23 Aralık 2022 Cuma

Kız Çocuklarının Başörtüsü ile İmtihanı (3)

Başörtüsüne bu toplum yabancı olmamasına rağmen başı kapatmak da başı açmak da dikkat çeker. Yazımın bu bölümünde bir zamanlar başı örtülü iken sonradan başını açanlardan iki örnek vermek istiyorum.

Lisede görev yaparken kayıt zamanı bir kız çocuğu annesiyle birlikte okul hakkında bilgi almak için yanıma geldi. Anne birkaç şey sorduktan sonra kızı, bir şey sorabilir miyim dedi. Buyur kızım dedim. Bu okulda başı örtmek zorunlu mu dedi. Kendisine, olur mu öyle şey? İsteyen başını örter isteyen örtmez. Başı açık kızlarımız var. Sen de istemezsen örtmezsin. İleride kendi rızan ile örtüneceğini umuyorum dedim. Bu cevabım kızı rahatlattı. Ama annesi rahat durmadı. Koluyla kızını dürterek örteceksin örteceksin. Buna mecbursun dedi. Rahatlayan kızın morali bozuldu. Anneye, hanımefendi, bizde baskı yok, lütfen siz de baskı yapmayın çocuğunuza dedim. 

Pazartesi okullar açıldı. Bu okuldan tayinim çıktığı için yerime bakacak yöneticiye, konuşmayı yapmasını istedim. Tüm öğrenciler  ilk gün tören alanında sıraya girmişlerdi. Veliler de en arka tarafta bekleşiyor. Müdürlüğe vekalet eden arkadaş aldı eline mikrofonu. Eğitim ve öğretim yılının hayırlı olmasını temenni ettikten ve okul hakkında bilgi verdikten sonra şu sözleriyle son noktayı koydu: Aranızda 10 kadar başı açık görüyorum. Tüm başlar hemen kapatılacak. Bundan sonra başı açık kimseyi görmeyeceğim. Bu size son uyarım dedi. Hayda dedim içimden.

Bu kız bu okula devam etti mi, devam etti ise başı açık mı okudu, kapattı ise okul bittikten sonra hala başı kapalı mı bilmiyorum. Çünkü o okuldan ayrıldım. 

*

Tanıdığım bir aile var. Çocuklarını ilkokuldan sonra önce imam hatip ortaokuluna sonra da İHL'ye yazdırdılar. Kız bu okulları bitirdi. Halen açıktan üniversite okuyor. 
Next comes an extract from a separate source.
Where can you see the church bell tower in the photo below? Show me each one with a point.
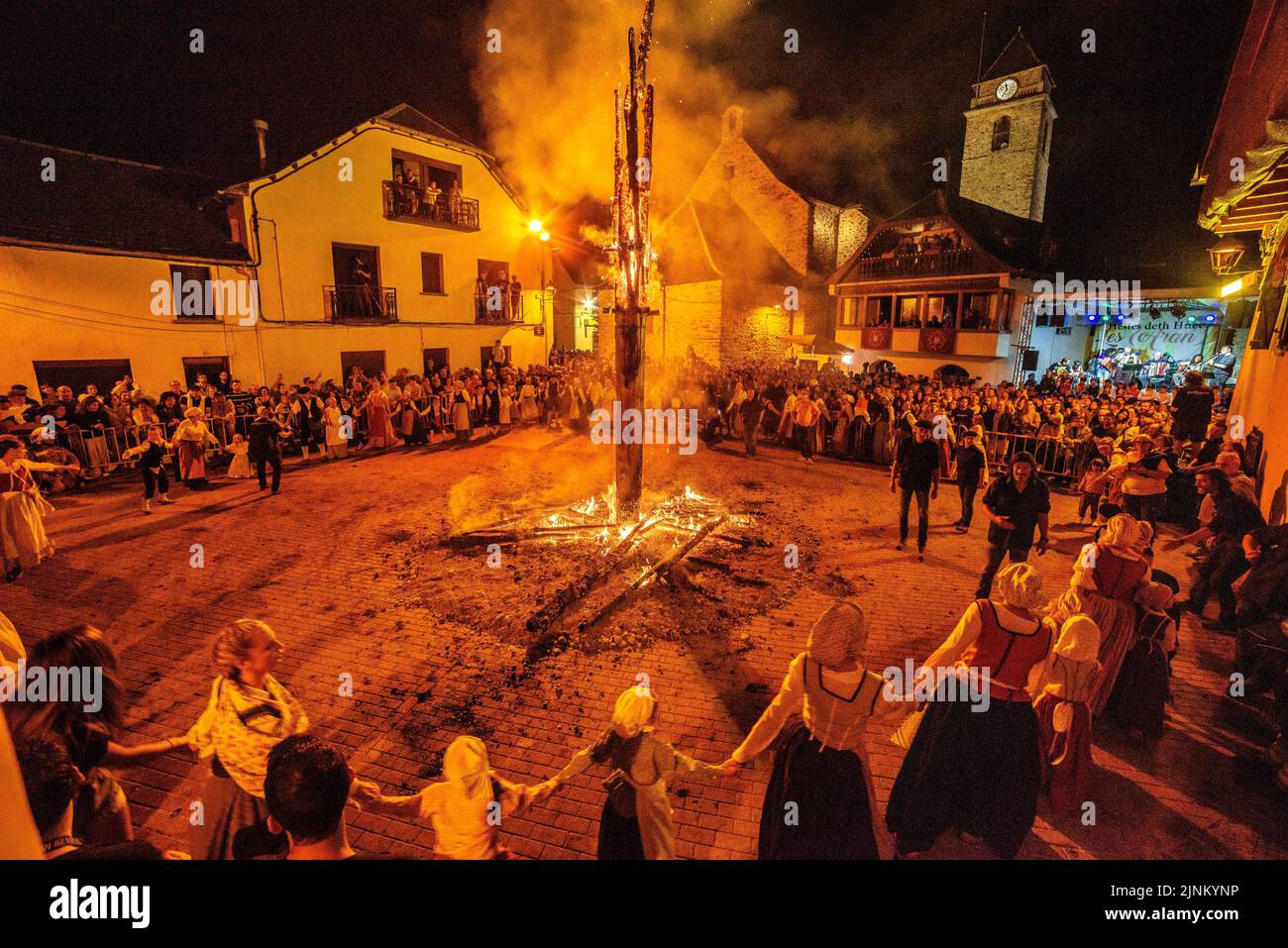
(1009, 124)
Aile bir gün yardım istedi benden. Kalktım gittim. Önce aileyle görüştüm. Kızları başını açacakmış. Açacağım diye tutturmuş kız. Biz ikna edemedik. Bir de sen konuş dediler. Açarsa açsın, delikanlı kıza ne diyebilirsiniz ki. Baskı yapmayın. Kendi haline bırakın dedim. Biz bunu kaldıramayız. Sen de böyle dersen, başkasına ne diyelim? Babası imam. Gören ne der? Hocanın kızı başını açmış demezler mi? Açsın da bir göreyim dedi kızın annesi. Yarın evlendikten sona başını açarsa ne yapabilirsiniz dedim. Bir şey diyemeyiz ama burada açmayacak dedi. Sonra babasıyla görüştüm. Açsın da bir göreyim dedi.

Ardından başını açacak kızla görüşmeyi denedim. İlk görüşmeyi psikolojik durumum iyi değil diye kabul etmedi. Başka zaman konuşur musun dedim. Olur dedi. Bir başka gün için randevulaştık.
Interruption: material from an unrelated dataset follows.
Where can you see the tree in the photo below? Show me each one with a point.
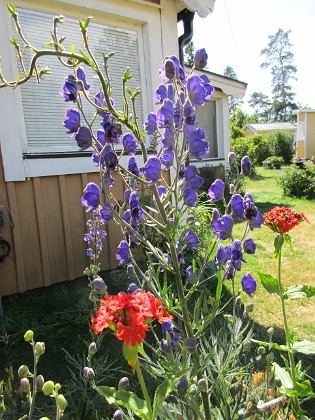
(280, 59)
(189, 54)
(233, 102)
(262, 106)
Anlat bakalım, niye açacaksın. Ki sen okuduğun okulda bu örtünün ne olduğunu, niçin örtünülmesi gerektiği bilgisini aldın dedim. “İlkokulu bitirir bitirmez 5.sınıftan beri başını örteceksin baskısı uyguladılar. Başımı örtmem dediğim için ağabeyim beni dövdü. Bu zamana kadar istemeyerek başımı örttüm” dedi. Kendisine, ailen baskı yaparak yanlış yapmış, en büyük ayıbı da ağabeyin yapmış. Ben ailenle tekrar görüşürüm. Açıp açmamak kendi tercihin. Yalnız aileni ikna edebilmem için bu kararını biraz ertele. Çünkü burası küçük bir yer. Seni dışarıda gören, başını açmış. Bir de hocanın kızı. Üstelik imam hatipli demeyecek mi dedim. Der ama olsun dedi. İyi de sen ve ailen her söyleyene cevap vermek, belki de tartışmak zorunda kalacaksın. Ailenin düştüğü durumu gözümün önüne bir getir dedim. Benim hayatımdan başkasına ne? Ailem etkilenecek diye hayatımı bu şekilde sürdüremem dedi. Elbette hayat senin, tercihler de senin. Sonuçlarına katlanabilmeyi göze almalısın. Zira moral bozanlar, dudak bükenler çıkacaktır. Bence bu muhitten gidinceye kadar bu kararını ertelemende fayda var. Unutma ki zaman her şeyin ilacı dedim. Tamam dedi.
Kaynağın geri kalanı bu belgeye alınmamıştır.